Configuration state The configurable settings that determine how the host is configured, for example, virtual switches and their settings, driver settings, boot parameters, and so on. Host profile, created by using the host profile UI. Often comes from a template host.
Dynamic state The runtime state that is generated by the running software, for example, generated private keys or runtime databases. Host memory, lost during reboot.
Virtual machine state The virtual machines stored on a host and virtual machine autostart information (subsequent boots only). Virtual machine information sent by vCenter Server to vSphere Auto Deploy must be available to supply virtual machine information to vSphere Auto Deploy.
User input State that is based on user input, for example, an IP address that the user provides when the system starts up, cannot automatically be included in the host profile.

Host customization information, stored by vCenter Server during first boot.

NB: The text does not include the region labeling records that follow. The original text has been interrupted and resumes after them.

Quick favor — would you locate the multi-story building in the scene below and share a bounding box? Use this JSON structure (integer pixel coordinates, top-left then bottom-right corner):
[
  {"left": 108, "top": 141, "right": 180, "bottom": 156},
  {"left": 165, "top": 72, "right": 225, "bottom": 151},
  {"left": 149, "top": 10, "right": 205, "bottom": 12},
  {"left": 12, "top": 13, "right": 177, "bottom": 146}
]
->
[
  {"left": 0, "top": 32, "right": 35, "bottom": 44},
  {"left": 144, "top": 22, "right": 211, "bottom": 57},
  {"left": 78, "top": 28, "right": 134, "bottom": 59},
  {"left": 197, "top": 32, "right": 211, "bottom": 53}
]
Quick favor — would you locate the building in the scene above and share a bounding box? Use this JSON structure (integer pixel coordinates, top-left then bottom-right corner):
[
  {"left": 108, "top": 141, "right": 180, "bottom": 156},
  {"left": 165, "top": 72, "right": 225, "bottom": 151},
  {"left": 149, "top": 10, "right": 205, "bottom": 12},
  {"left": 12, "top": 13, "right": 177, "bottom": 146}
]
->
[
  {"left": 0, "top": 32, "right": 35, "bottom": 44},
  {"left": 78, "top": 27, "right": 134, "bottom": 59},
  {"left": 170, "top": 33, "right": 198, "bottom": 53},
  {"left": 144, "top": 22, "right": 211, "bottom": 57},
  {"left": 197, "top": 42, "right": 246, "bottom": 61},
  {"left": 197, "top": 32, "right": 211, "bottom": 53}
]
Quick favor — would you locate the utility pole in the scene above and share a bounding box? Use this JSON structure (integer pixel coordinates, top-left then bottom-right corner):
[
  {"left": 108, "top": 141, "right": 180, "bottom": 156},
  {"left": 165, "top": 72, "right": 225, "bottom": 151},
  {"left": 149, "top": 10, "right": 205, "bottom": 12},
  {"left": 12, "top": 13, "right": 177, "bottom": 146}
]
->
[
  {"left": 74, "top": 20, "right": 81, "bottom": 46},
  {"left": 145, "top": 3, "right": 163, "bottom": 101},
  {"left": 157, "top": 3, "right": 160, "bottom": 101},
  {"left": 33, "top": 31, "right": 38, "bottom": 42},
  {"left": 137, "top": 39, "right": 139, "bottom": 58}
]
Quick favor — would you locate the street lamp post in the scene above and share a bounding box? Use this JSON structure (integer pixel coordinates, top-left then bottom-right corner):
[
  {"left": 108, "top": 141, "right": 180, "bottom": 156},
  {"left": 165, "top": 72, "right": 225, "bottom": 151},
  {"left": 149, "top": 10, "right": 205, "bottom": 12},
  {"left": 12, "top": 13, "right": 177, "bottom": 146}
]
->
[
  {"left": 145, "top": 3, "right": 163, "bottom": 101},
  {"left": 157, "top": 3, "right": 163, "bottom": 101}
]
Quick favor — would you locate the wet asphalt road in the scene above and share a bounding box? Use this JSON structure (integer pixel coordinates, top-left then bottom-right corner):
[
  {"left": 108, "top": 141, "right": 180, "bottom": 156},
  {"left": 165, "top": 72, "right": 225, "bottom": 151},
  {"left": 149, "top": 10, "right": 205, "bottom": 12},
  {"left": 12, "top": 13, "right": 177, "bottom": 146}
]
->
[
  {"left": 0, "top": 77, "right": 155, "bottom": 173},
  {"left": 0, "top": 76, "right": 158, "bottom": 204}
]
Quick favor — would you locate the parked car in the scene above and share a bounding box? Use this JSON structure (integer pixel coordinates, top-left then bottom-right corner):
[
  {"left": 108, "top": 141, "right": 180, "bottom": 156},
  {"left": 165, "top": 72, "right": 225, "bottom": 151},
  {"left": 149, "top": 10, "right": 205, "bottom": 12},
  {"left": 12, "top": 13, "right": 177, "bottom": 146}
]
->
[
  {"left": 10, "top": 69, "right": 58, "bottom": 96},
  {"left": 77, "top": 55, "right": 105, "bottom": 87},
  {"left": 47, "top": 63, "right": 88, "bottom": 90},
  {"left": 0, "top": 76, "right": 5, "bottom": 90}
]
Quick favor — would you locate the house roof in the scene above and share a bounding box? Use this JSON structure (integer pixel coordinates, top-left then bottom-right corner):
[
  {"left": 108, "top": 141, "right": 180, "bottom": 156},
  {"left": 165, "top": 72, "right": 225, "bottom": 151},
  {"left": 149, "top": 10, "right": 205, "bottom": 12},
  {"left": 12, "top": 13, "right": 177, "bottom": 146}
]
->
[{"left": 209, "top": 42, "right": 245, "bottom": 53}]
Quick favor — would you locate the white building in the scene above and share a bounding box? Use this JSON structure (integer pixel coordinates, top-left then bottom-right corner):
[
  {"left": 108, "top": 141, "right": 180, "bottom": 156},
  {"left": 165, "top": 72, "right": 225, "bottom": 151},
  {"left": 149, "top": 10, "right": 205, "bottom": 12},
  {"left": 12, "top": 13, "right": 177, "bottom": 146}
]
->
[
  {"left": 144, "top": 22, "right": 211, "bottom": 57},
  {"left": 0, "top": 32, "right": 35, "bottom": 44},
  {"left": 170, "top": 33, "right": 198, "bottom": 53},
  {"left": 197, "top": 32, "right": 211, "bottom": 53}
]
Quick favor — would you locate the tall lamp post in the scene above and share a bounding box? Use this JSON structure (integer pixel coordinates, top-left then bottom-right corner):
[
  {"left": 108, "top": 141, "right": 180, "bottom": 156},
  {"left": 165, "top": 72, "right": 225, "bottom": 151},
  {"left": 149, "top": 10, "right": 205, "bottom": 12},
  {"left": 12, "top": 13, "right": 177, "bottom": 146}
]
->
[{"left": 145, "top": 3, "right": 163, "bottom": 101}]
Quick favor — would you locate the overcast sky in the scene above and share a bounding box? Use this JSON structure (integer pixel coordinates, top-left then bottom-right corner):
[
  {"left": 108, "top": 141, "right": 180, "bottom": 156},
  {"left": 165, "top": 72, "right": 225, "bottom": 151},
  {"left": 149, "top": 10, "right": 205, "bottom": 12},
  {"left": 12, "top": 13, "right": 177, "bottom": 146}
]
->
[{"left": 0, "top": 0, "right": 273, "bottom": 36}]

You can create a host profile that requires user input for certain values.

When vSphere Auto Deploy applies a host profile that requires user provided information, the host is placed in maintenance mode. Use the host profile UI to check the host profile compliance, and respond to the prompt to customize the host.

vSphere Auto Deploy Architecture

The vSphere Auto Deploy infrastructure consists of several components.

For more information, watch the video "Auto Deploy Architecture":

Figure 1. vSphere Auto Deploy Architecture

VIBs and image profiles, the rule engine, and the Auto Deploy Server are the main components of Auto Deploy

vSphere Auto Deploy server
Serves images and host profiles to ESXi hosts.
vSphere Auto Deploy rules engine
Sends information to the vSphere Auto Deploy server which image profile and which host profile to serve to which host. Administrators use vSphere Auto Deploy to define the rules that assign image profiles and host profiles to hosts. For more information on vSphere Auto Deploy rules and rule sets, see Rules and Rule Sets.
Image profiles
Define the set of VIBs to boot ESXi hosts with.
  • VMware and VMware partners make image profiles and VIBs available in public depots. Use vSphere ESXi Image Builder to examine the depot and use the vSphere Auto Deploy rules engine to specify which image profile to assign to which host.
  • VMware customers can create a custom image profile based on the public image profiles and VIBs in the depot and apply that image profile to the host. See Customizing Installations with vSphere ESXi Image Builder.
Host profiles
Define machine-specific configuration such as networking or storage setup. Use the host profile UI to create host profiles. You can create a host profile for a reference host and apply that host profile to other hosts in your environment for a consistent configuration. For more information, see the vSphere Host Profiles documentation or the Setting Up a vSphere Auto Deploy Reference Host section.
Host customization
Stores information that the user provides when host profiles are applied to the host. Host customization might contain an IP address or other information that the user supplied for that host. For more information about host customizations, see the vSphere Host Profiles documentation.

Host customization was called answer file in earlier releases of vSphere Auto Deploy.